We’d talk about the situation with the other heads. Desperation made people do stupid things. If I’d learned anything in my lifetime, I’d certainly learned that.
* * *
“The fishing is still shit.” Jimmy slouched in his chair, hunching his shoulders in a way that called attention to the scars on his neck. After he’d almost drowned as a child, I’d tried to make him amphibious. Instead, I’d set off a cascade of failures inside my son’s tiny body. Eventually, I left him with excellent night vision and ridges of sewed-closed skin that served no purpose. He’d forgiven me, but I couldn’t blame him for hating the almost-gills.
“We hoped it would get better with the summer, but the nets are either empty or full of things too dirty to eat.” Andres had been happy about the new ship, but his delight had faded throughout the course of the meeting. “It’s no wonder the Nantucketers were hungry enough to come here. If we’re running low on food, they must have been out most of the winter.”
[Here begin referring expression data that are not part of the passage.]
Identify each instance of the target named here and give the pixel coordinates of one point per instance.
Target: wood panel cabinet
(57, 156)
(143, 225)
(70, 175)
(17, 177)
“Burner said the Aquinnah oyster beds are barely hanging on.” Geordan looked uncomfortable. I wondered how long he’d been letting the patrols lapse. Had the greenhouse been damaged by the storm or by the raiders? “Crops are okay, but if we have any unexpected freezes like last year, we’re going to have to use our stores.”
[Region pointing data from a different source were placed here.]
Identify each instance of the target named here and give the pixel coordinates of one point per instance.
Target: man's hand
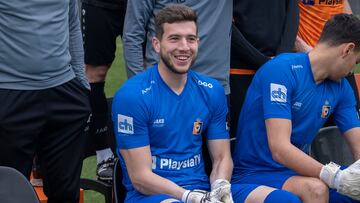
(347, 182)
(198, 196)
(221, 190)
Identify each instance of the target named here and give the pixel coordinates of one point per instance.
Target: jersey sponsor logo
(278, 93)
(330, 2)
(325, 111)
(125, 124)
(293, 67)
(160, 122)
(146, 90)
(308, 2)
(205, 84)
(197, 128)
(171, 164)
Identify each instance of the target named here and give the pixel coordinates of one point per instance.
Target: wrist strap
(185, 196)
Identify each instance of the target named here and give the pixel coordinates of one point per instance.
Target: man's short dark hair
(341, 28)
(172, 14)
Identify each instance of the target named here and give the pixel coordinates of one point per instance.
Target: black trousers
(238, 87)
(49, 123)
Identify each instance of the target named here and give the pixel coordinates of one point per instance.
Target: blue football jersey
(285, 88)
(146, 112)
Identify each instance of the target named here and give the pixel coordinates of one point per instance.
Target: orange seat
(43, 198)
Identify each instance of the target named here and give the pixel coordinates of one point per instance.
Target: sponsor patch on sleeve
(278, 93)
(125, 124)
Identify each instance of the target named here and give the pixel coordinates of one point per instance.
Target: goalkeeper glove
(198, 196)
(221, 190)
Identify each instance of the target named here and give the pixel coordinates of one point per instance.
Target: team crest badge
(325, 112)
(197, 128)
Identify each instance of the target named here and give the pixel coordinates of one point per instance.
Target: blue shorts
(136, 197)
(275, 179)
(239, 192)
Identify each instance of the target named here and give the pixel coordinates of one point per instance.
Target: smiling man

“Parts of the mainland are sprouting pretty good,” Helen interjected, rolling around some of the blueberries from her last trip in front of her. “We haven’t seen anyone out there since last fall. Maybe we should take some longer trips that way.”
“Med could use supplies. There’s only so much willow and appleseed we can use.” Kim, head of Medical, had been a veterinarian before the Fall. We had plenty of doctors to choose from when I started rad-proofing the critical personnel, but animal vets and combat medics would make the most of our new world. It hadn’t surprised me when her peers made her their head, given her ability to adapt and her expert knowledge of livestock—a critical combination.
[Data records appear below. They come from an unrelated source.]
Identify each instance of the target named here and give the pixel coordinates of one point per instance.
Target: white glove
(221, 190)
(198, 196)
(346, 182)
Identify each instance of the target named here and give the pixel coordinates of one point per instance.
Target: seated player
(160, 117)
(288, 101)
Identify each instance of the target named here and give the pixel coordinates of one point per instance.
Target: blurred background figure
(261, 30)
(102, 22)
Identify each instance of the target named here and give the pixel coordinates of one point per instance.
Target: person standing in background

“Everything reachable’s picked clean, and anything not reachable is uncertain as hell. Are
we rushing into this?” Howard was head of Repair. He had finagled our solar panels to keep critical energy flowing into the island’s batteries when the cable from the mainland failed. We used electricity sparingly, mostly through the winter. He’d also figured out how to power the kerosene lamps with coal. He had never let us down, which was more than I could say for myself.
“If we wait until the need becomes pressing, we’ll be more likely to make desperate decisions.” Like the Nantucketers had. Helen didn’t have to add that for us to hear it.
“Thanks for your reports, skippers.” Andres nodded to my children and gestured toward the door. We’d already heard from the Squid and the Telenovela, though they’d had much less to report.
The debate continued for some time, and I listened, considering. Howard wasn’t wrong— we weren’t at the tipping point yet, but we did seem to be picking up speed.
“I have an option.”
Geordan stared down at the table, clenching his mug hard enough to stress the pottery. I looked at his whitening knuckles for a moment, then shrugged. He wouldn’t like it. I couldn’t imagine any of them would.
“We head up to Ipswich.”
They were underwhelmed by my suggestion. Geordan released his mug so quickly it wobbled, and Kim let out something that sounded like a laugh.
“Vacation time?” Andres asked, eyebrows raised. “All this luxury has you missing camping?”
“You know I worked for Obsidian, before the Fall.”
Interest now. Scowls on several faces other than Geordan’s, but interest too.
“They’d taken over some old Nike sites on the South Shore for experiments, and that’s mostly where I worked. The bunkers came in handy.” Only Kim knew for sure that I’d been involved in the rise of the Geno Freaks, decades earlier. Though given the improvements I’d worked on over our time together, I’m sure the others at least suspected it. Obsidian had recruited me because of my expertise, with offers, perks, and resources way too good to ignore.